Wednesday, February 09, 2005

Ghosts of Students Past

Today has been interesting. At one point I casually picked up the phone only to find a former student calling from Cairo. Incidently here's a link to his travel blog. Which hasn't been updated recently but is interesting nonetheless. I also finally got to reading an email from a former student who said:

I just thought of your class because yesterday was "homeless rememberance day" (or something of that nature...i usually accuse hallmark of trying to drum up sales w/ new holidays, but somehow I don't think they have a hand in this one!?!?!?). Anyway...I remember your question; do you buy the person a bananna or give them the dollar and let them (choose) buy the beer? The group that the article was about bought some care packages and handed them out to the local homeless.....wonder if the guy w/ a roll of toilet paper would have really rather had a beer????

Nice to know that my random musings affect people. Just to redeem myself slightly, the discussion was about how the government should deal with poverty and probably along the lines of the economists' concerns about giving food stamps versus cash transfers. Anyway, this line of thought was provoked by a discussion with a friend of mine who is Irish and a cultural studies professor at George Mason. Anyway, we were going to a movie and stalling for time at a gas station near the theater. Anyway, there was a homeless guy outside and I thought about giving him a banana from inside the store. She totally berated me and said I should just give him money instead.

Why should you decide the best way for him to use the money?

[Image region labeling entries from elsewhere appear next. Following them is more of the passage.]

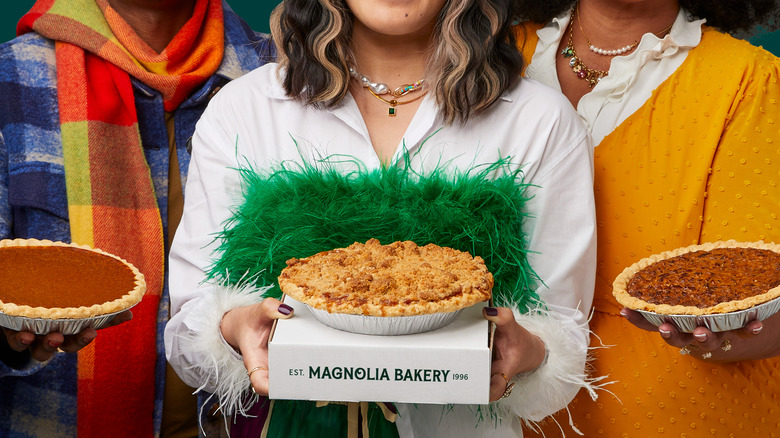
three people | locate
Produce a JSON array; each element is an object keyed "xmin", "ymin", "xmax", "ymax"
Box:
[
  {"xmin": 516, "ymin": 0, "xmax": 780, "ymax": 436},
  {"xmin": 166, "ymin": 0, "xmax": 595, "ymax": 437}
]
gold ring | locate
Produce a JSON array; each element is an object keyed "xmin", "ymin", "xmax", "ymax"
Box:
[
  {"xmin": 246, "ymin": 365, "xmax": 268, "ymax": 379},
  {"xmin": 490, "ymin": 371, "xmax": 515, "ymax": 400},
  {"xmin": 680, "ymin": 344, "xmax": 699, "ymax": 356}
]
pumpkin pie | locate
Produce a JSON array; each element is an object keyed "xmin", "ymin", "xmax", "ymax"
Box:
[
  {"xmin": 278, "ymin": 239, "xmax": 493, "ymax": 317},
  {"xmin": 613, "ymin": 240, "xmax": 780, "ymax": 315},
  {"xmin": 0, "ymin": 239, "xmax": 146, "ymax": 329}
]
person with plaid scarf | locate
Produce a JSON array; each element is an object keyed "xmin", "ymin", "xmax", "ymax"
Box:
[{"xmin": 0, "ymin": 0, "xmax": 273, "ymax": 437}]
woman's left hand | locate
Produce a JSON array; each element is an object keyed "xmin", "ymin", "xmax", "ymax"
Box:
[
  {"xmin": 482, "ymin": 307, "xmax": 545, "ymax": 401},
  {"xmin": 620, "ymin": 309, "xmax": 780, "ymax": 362}
]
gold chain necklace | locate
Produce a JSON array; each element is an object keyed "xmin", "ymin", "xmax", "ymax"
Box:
[
  {"xmin": 368, "ymin": 88, "xmax": 427, "ymax": 117},
  {"xmin": 561, "ymin": 2, "xmax": 674, "ymax": 88},
  {"xmin": 349, "ymin": 67, "xmax": 425, "ymax": 117}
]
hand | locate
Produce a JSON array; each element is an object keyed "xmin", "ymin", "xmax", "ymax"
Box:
[
  {"xmin": 220, "ymin": 298, "xmax": 293, "ymax": 395},
  {"xmin": 620, "ymin": 309, "xmax": 780, "ymax": 362},
  {"xmin": 3, "ymin": 310, "xmax": 133, "ymax": 362},
  {"xmin": 482, "ymin": 307, "xmax": 545, "ymax": 401}
]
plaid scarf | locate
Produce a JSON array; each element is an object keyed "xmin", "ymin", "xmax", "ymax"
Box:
[{"xmin": 17, "ymin": 0, "xmax": 224, "ymax": 438}]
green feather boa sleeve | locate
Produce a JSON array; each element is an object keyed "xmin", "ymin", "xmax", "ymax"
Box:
[{"xmin": 207, "ymin": 154, "xmax": 539, "ymax": 312}]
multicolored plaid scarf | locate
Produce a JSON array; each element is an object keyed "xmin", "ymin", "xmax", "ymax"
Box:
[{"xmin": 17, "ymin": 0, "xmax": 224, "ymax": 438}]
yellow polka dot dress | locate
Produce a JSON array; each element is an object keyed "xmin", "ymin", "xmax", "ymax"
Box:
[{"xmin": 526, "ymin": 29, "xmax": 780, "ymax": 438}]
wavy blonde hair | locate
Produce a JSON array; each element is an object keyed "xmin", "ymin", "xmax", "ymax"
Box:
[{"xmin": 271, "ymin": 0, "xmax": 523, "ymax": 123}]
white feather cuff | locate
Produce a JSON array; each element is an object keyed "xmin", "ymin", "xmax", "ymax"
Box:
[
  {"xmin": 175, "ymin": 286, "xmax": 264, "ymax": 416},
  {"xmin": 496, "ymin": 311, "xmax": 604, "ymax": 430}
]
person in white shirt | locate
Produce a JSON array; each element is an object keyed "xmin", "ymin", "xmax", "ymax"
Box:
[{"xmin": 166, "ymin": 0, "xmax": 596, "ymax": 437}]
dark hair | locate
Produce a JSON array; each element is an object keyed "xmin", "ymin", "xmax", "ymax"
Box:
[
  {"xmin": 516, "ymin": 0, "xmax": 780, "ymax": 33},
  {"xmin": 271, "ymin": 0, "xmax": 523, "ymax": 123}
]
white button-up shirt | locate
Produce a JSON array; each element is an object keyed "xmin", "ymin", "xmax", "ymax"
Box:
[{"xmin": 165, "ymin": 64, "xmax": 595, "ymax": 437}]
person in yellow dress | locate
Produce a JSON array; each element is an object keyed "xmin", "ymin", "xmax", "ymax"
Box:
[{"xmin": 515, "ymin": 0, "xmax": 780, "ymax": 438}]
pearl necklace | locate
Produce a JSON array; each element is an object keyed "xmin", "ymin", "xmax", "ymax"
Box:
[
  {"xmin": 349, "ymin": 67, "xmax": 426, "ymax": 117},
  {"xmin": 561, "ymin": 2, "xmax": 674, "ymax": 88},
  {"xmin": 349, "ymin": 67, "xmax": 425, "ymax": 97},
  {"xmin": 572, "ymin": 2, "xmax": 639, "ymax": 56}
]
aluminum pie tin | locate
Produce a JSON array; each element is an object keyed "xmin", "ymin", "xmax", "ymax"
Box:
[
  {"xmin": 634, "ymin": 298, "xmax": 780, "ymax": 333},
  {"xmin": 0, "ymin": 307, "xmax": 139, "ymax": 335},
  {"xmin": 306, "ymin": 305, "xmax": 463, "ymax": 336}
]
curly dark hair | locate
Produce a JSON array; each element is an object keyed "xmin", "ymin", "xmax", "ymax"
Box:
[
  {"xmin": 515, "ymin": 0, "xmax": 780, "ymax": 33},
  {"xmin": 271, "ymin": 0, "xmax": 524, "ymax": 123}
]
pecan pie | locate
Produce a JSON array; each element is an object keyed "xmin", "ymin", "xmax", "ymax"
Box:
[
  {"xmin": 279, "ymin": 239, "xmax": 493, "ymax": 317},
  {"xmin": 613, "ymin": 240, "xmax": 780, "ymax": 315},
  {"xmin": 0, "ymin": 239, "xmax": 146, "ymax": 320}
]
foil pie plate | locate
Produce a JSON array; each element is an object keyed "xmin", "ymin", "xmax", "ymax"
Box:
[
  {"xmin": 634, "ymin": 298, "xmax": 780, "ymax": 333},
  {"xmin": 0, "ymin": 307, "xmax": 138, "ymax": 335},
  {"xmin": 306, "ymin": 305, "xmax": 463, "ymax": 336}
]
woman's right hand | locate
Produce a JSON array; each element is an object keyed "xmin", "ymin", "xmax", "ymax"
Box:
[
  {"xmin": 220, "ymin": 298, "xmax": 293, "ymax": 395},
  {"xmin": 3, "ymin": 310, "xmax": 133, "ymax": 362}
]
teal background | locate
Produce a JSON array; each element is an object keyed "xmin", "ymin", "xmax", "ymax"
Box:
[{"xmin": 0, "ymin": 0, "xmax": 780, "ymax": 56}]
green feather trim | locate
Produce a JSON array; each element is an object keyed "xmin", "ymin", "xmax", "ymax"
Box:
[{"xmin": 207, "ymin": 152, "xmax": 538, "ymax": 312}]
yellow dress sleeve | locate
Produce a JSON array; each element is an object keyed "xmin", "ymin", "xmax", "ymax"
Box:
[{"xmin": 700, "ymin": 49, "xmax": 780, "ymax": 242}]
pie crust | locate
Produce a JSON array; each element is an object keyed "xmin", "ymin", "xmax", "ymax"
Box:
[
  {"xmin": 279, "ymin": 239, "xmax": 493, "ymax": 317},
  {"xmin": 0, "ymin": 239, "xmax": 146, "ymax": 320},
  {"xmin": 612, "ymin": 240, "xmax": 780, "ymax": 315}
]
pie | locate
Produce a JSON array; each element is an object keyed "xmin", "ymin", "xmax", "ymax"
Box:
[
  {"xmin": 0, "ymin": 239, "xmax": 146, "ymax": 319},
  {"xmin": 279, "ymin": 239, "xmax": 493, "ymax": 317},
  {"xmin": 613, "ymin": 240, "xmax": 780, "ymax": 315}
]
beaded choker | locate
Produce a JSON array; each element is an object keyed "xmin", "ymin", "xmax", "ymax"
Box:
[
  {"xmin": 561, "ymin": 2, "xmax": 674, "ymax": 88},
  {"xmin": 349, "ymin": 67, "xmax": 425, "ymax": 117}
]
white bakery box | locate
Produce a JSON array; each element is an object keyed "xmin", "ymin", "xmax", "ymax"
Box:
[{"xmin": 268, "ymin": 296, "xmax": 492, "ymax": 404}]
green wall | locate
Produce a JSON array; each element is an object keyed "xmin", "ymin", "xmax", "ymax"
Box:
[{"xmin": 0, "ymin": 0, "xmax": 780, "ymax": 56}]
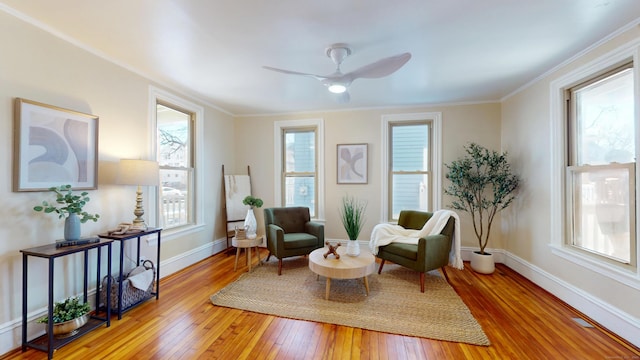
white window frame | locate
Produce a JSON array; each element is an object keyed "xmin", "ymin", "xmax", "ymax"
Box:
[
  {"xmin": 273, "ymin": 119, "xmax": 325, "ymax": 222},
  {"xmin": 549, "ymin": 41, "xmax": 640, "ymax": 289},
  {"xmin": 149, "ymin": 86, "xmax": 205, "ymax": 242},
  {"xmin": 380, "ymin": 112, "xmax": 442, "ymax": 222}
]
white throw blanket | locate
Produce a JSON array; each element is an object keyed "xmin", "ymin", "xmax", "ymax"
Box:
[{"xmin": 369, "ymin": 210, "xmax": 464, "ymax": 270}]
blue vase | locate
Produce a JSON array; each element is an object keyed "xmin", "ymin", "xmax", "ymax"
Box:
[{"xmin": 64, "ymin": 214, "xmax": 80, "ymax": 241}]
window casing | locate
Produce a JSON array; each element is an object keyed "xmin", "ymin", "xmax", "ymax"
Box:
[
  {"xmin": 149, "ymin": 87, "xmax": 204, "ymax": 235},
  {"xmin": 156, "ymin": 102, "xmax": 194, "ymax": 229},
  {"xmin": 281, "ymin": 128, "xmax": 318, "ymax": 217},
  {"xmin": 565, "ymin": 62, "xmax": 637, "ymax": 269},
  {"xmin": 549, "ymin": 42, "xmax": 640, "ymax": 289},
  {"xmin": 274, "ymin": 119, "xmax": 324, "ymax": 221},
  {"xmin": 382, "ymin": 113, "xmax": 442, "ymax": 221}
]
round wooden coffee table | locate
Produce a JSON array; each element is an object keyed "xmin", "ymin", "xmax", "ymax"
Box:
[{"xmin": 309, "ymin": 246, "xmax": 375, "ymax": 300}]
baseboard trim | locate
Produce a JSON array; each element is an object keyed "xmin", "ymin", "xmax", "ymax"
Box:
[{"xmin": 503, "ymin": 252, "xmax": 640, "ymax": 347}]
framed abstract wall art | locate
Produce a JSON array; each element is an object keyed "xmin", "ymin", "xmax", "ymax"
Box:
[
  {"xmin": 337, "ymin": 144, "xmax": 368, "ymax": 184},
  {"xmin": 13, "ymin": 98, "xmax": 98, "ymax": 191}
]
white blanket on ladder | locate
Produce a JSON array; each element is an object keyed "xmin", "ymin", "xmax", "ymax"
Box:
[{"xmin": 369, "ymin": 210, "xmax": 464, "ymax": 270}]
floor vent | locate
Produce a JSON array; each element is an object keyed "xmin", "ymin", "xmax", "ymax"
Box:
[{"xmin": 573, "ymin": 318, "xmax": 593, "ymax": 327}]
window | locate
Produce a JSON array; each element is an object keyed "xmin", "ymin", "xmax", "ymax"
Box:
[
  {"xmin": 151, "ymin": 89, "xmax": 203, "ymax": 231},
  {"xmin": 383, "ymin": 113, "xmax": 440, "ymax": 221},
  {"xmin": 565, "ymin": 62, "xmax": 636, "ymax": 266},
  {"xmin": 275, "ymin": 120, "xmax": 324, "ymax": 219}
]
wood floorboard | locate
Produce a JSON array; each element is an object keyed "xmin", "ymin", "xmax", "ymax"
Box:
[{"xmin": 0, "ymin": 251, "xmax": 640, "ymax": 360}]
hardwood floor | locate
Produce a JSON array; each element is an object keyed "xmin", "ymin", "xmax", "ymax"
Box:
[{"xmin": 0, "ymin": 252, "xmax": 640, "ymax": 360}]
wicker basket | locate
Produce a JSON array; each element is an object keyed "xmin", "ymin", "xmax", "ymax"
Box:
[{"xmin": 100, "ymin": 260, "xmax": 156, "ymax": 311}]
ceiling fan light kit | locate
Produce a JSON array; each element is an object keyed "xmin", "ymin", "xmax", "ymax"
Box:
[
  {"xmin": 327, "ymin": 84, "xmax": 347, "ymax": 94},
  {"xmin": 263, "ymin": 43, "xmax": 411, "ymax": 103}
]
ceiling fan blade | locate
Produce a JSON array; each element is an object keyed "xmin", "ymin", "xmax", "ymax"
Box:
[
  {"xmin": 262, "ymin": 66, "xmax": 327, "ymax": 81},
  {"xmin": 344, "ymin": 53, "xmax": 411, "ymax": 81}
]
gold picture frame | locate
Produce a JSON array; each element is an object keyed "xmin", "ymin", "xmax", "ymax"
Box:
[
  {"xmin": 13, "ymin": 98, "xmax": 98, "ymax": 191},
  {"xmin": 337, "ymin": 144, "xmax": 368, "ymax": 184}
]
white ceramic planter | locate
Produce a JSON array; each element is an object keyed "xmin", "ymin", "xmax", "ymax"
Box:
[{"xmin": 471, "ymin": 251, "xmax": 496, "ymax": 274}]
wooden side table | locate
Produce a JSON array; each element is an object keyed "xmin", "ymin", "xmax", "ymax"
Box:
[{"xmin": 231, "ymin": 235, "xmax": 264, "ymax": 271}]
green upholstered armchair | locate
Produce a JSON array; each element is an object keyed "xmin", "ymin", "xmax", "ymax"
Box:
[
  {"xmin": 264, "ymin": 207, "xmax": 324, "ymax": 275},
  {"xmin": 376, "ymin": 210, "xmax": 455, "ymax": 292}
]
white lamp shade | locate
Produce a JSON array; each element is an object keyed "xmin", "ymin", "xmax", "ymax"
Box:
[{"xmin": 116, "ymin": 159, "xmax": 160, "ymax": 186}]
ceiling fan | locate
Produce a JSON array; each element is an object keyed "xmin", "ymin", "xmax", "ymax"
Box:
[{"xmin": 263, "ymin": 43, "xmax": 411, "ymax": 102}]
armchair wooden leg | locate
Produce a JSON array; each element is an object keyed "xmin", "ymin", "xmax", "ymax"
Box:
[{"xmin": 440, "ymin": 266, "xmax": 451, "ymax": 284}]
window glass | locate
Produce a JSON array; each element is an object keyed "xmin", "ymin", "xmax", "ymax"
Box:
[
  {"xmin": 567, "ymin": 64, "xmax": 636, "ymax": 265},
  {"xmin": 389, "ymin": 121, "xmax": 431, "ymax": 220},
  {"xmin": 283, "ymin": 129, "xmax": 317, "ymax": 217},
  {"xmin": 156, "ymin": 103, "xmax": 194, "ymax": 228}
]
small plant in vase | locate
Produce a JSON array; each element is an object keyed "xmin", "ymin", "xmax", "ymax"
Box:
[
  {"xmin": 38, "ymin": 297, "xmax": 91, "ymax": 338},
  {"xmin": 242, "ymin": 195, "xmax": 264, "ymax": 239},
  {"xmin": 33, "ymin": 185, "xmax": 100, "ymax": 240},
  {"xmin": 340, "ymin": 195, "xmax": 367, "ymax": 256}
]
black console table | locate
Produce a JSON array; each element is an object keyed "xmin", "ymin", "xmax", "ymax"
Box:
[
  {"xmin": 98, "ymin": 228, "xmax": 162, "ymax": 320},
  {"xmin": 20, "ymin": 239, "xmax": 113, "ymax": 359}
]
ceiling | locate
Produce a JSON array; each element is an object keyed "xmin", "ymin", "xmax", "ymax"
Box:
[{"xmin": 0, "ymin": 0, "xmax": 640, "ymax": 115}]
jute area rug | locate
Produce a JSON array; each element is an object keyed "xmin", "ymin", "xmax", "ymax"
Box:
[{"xmin": 211, "ymin": 257, "xmax": 489, "ymax": 345}]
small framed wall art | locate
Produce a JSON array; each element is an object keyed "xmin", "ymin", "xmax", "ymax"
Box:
[
  {"xmin": 13, "ymin": 98, "xmax": 98, "ymax": 191},
  {"xmin": 337, "ymin": 144, "xmax": 368, "ymax": 184}
]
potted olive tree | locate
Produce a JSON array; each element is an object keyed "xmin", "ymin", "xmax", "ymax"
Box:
[
  {"xmin": 340, "ymin": 195, "xmax": 367, "ymax": 256},
  {"xmin": 444, "ymin": 143, "xmax": 520, "ymax": 274},
  {"xmin": 33, "ymin": 185, "xmax": 100, "ymax": 240}
]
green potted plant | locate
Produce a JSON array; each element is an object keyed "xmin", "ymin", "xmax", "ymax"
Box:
[
  {"xmin": 242, "ymin": 195, "xmax": 264, "ymax": 239},
  {"xmin": 340, "ymin": 195, "xmax": 367, "ymax": 256},
  {"xmin": 33, "ymin": 185, "xmax": 100, "ymax": 240},
  {"xmin": 444, "ymin": 143, "xmax": 520, "ymax": 274},
  {"xmin": 38, "ymin": 297, "xmax": 91, "ymax": 337}
]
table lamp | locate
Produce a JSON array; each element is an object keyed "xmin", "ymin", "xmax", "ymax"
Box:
[{"xmin": 117, "ymin": 159, "xmax": 160, "ymax": 230}]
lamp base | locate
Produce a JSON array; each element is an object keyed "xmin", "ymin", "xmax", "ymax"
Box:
[{"xmin": 129, "ymin": 218, "xmax": 148, "ymax": 231}]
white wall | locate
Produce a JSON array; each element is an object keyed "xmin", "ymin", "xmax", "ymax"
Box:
[
  {"xmin": 234, "ymin": 103, "xmax": 501, "ymax": 248},
  {"xmin": 0, "ymin": 12, "xmax": 234, "ymax": 354},
  {"xmin": 0, "ymin": 4, "xmax": 640, "ymax": 354},
  {"xmin": 502, "ymin": 25, "xmax": 640, "ymax": 346}
]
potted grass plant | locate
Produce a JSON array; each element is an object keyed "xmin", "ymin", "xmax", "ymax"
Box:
[
  {"xmin": 444, "ymin": 143, "xmax": 520, "ymax": 274},
  {"xmin": 340, "ymin": 195, "xmax": 367, "ymax": 256}
]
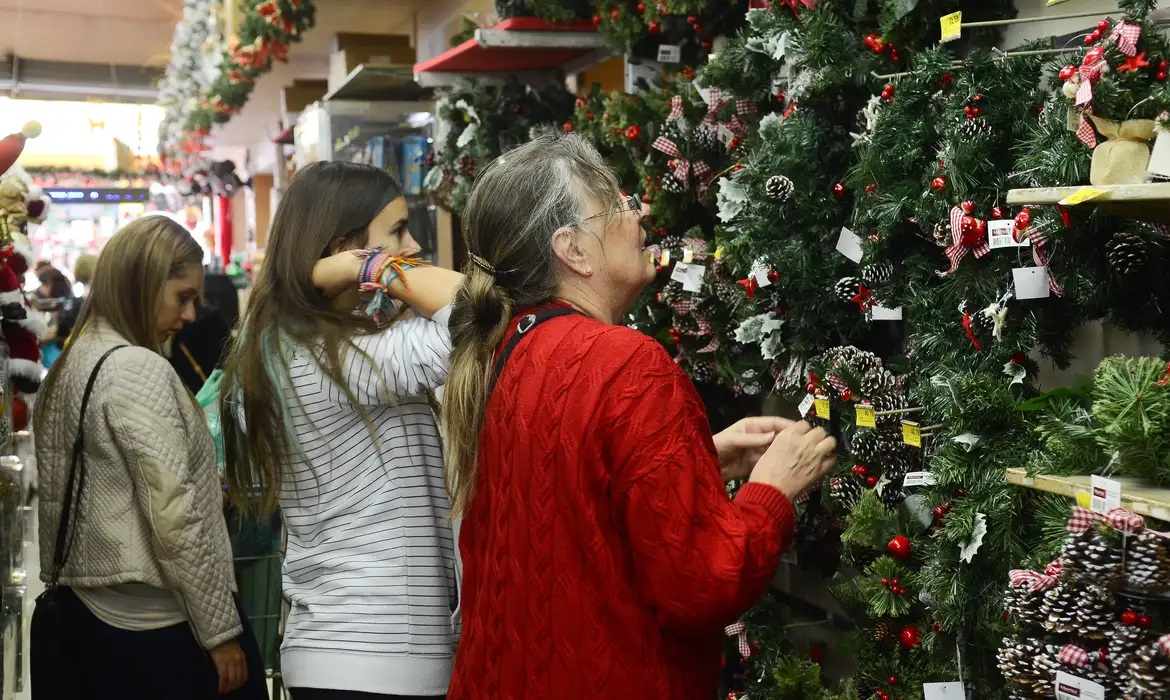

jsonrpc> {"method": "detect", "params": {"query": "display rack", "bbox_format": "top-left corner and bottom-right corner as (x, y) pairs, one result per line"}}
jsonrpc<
(1006, 468), (1170, 522)
(1007, 183), (1170, 224)
(414, 18), (612, 88)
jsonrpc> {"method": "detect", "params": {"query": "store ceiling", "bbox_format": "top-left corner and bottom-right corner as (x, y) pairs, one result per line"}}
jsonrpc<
(0, 0), (183, 101)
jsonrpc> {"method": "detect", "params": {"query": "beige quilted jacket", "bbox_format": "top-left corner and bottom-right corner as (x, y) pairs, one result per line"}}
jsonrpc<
(35, 323), (241, 648)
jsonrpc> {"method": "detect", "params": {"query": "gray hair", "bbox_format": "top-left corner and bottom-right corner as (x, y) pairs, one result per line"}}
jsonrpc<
(442, 133), (619, 515)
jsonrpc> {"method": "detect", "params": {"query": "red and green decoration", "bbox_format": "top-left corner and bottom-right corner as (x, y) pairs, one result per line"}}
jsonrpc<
(186, 0), (316, 131)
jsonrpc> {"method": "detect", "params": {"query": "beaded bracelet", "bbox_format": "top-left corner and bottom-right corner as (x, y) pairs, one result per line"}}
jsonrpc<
(360, 253), (427, 323)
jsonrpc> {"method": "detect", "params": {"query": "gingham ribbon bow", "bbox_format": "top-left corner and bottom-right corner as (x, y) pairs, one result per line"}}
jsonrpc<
(723, 623), (751, 659)
(651, 136), (711, 190)
(1007, 569), (1058, 592)
(1109, 21), (1142, 59)
(1068, 506), (1145, 535)
(1057, 644), (1089, 668)
(943, 206), (991, 275)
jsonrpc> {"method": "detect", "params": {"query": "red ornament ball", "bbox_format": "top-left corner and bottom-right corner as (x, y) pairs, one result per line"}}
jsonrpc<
(886, 535), (910, 560)
(897, 625), (922, 648)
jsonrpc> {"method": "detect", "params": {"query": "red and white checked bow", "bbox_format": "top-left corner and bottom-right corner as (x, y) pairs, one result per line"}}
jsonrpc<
(723, 623), (751, 659)
(1068, 506), (1145, 535)
(1007, 569), (1059, 592)
(1027, 226), (1065, 296)
(1057, 644), (1089, 668)
(1109, 22), (1142, 59)
(651, 136), (711, 191)
(943, 206), (991, 275)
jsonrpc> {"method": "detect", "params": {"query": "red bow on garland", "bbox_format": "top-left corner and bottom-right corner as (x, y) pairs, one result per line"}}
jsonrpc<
(940, 201), (991, 276)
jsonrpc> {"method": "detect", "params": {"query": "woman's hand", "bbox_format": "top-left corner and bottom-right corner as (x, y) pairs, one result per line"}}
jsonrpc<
(211, 639), (248, 695)
(750, 420), (837, 501)
(714, 416), (792, 481)
(312, 251), (369, 298)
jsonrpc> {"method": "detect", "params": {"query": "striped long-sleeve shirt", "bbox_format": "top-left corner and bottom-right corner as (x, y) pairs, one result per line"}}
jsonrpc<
(281, 308), (459, 695)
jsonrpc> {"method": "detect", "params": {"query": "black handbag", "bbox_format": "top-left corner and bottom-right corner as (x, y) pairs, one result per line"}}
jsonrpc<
(29, 345), (126, 700)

This is actually not obvious and quite interesting. On one hand, it is my money and I should have some say in what he does with it if I give it to him. Her point (I'm not sure if it is the "other hand") was all about thinking of it as "my" money. Instead, I should think about how it came to be my money and my (our) cultural issues about deservedness. This was fascinating to me and lead to a complete reinterpretation of the Irish in my mind. Anyway, she was saying, why should I consider myself to be more deserving of having a beer, say, rather than a banana, say, just because I had the kind of opportunities in my life that led me to have money and choices and he did not.

What an interesting reversal to the usual American line of thought: he obviously is a lazy %(*# and can't make the right decisions. I should give him a banana so that at least he gets something good in his body today. . . blah blah blah.

Anyway, that's where that came from, for better or for worse.

1 comment:

Anonymous said...

If I were homeless, a beer (or bottle of vodka) could surely ease my mental and physical anguish! At least for an hour or so.

I lived once, for a short while, in a very poor African country. The value of the local currency was comical when compared to the dollar. When changing money in this country, it was impossible to do it legally in the bank because the bank itself did not have sufficient local currency to give- in exchange for say $100.00. Several times during my stay, things were stolen from me; money one time and a pair of shoes another. It becomes so interesting to process how to feel in this situation; when you have so much money by comparison - even though you are a non-earning undergrad. How can you feel bad and in fact, shouldn't you really just hand over all of your stuff and money and let someone get something to eat and have a break -even for a time? It's an interesting perspective, especially when you're living it firsthand.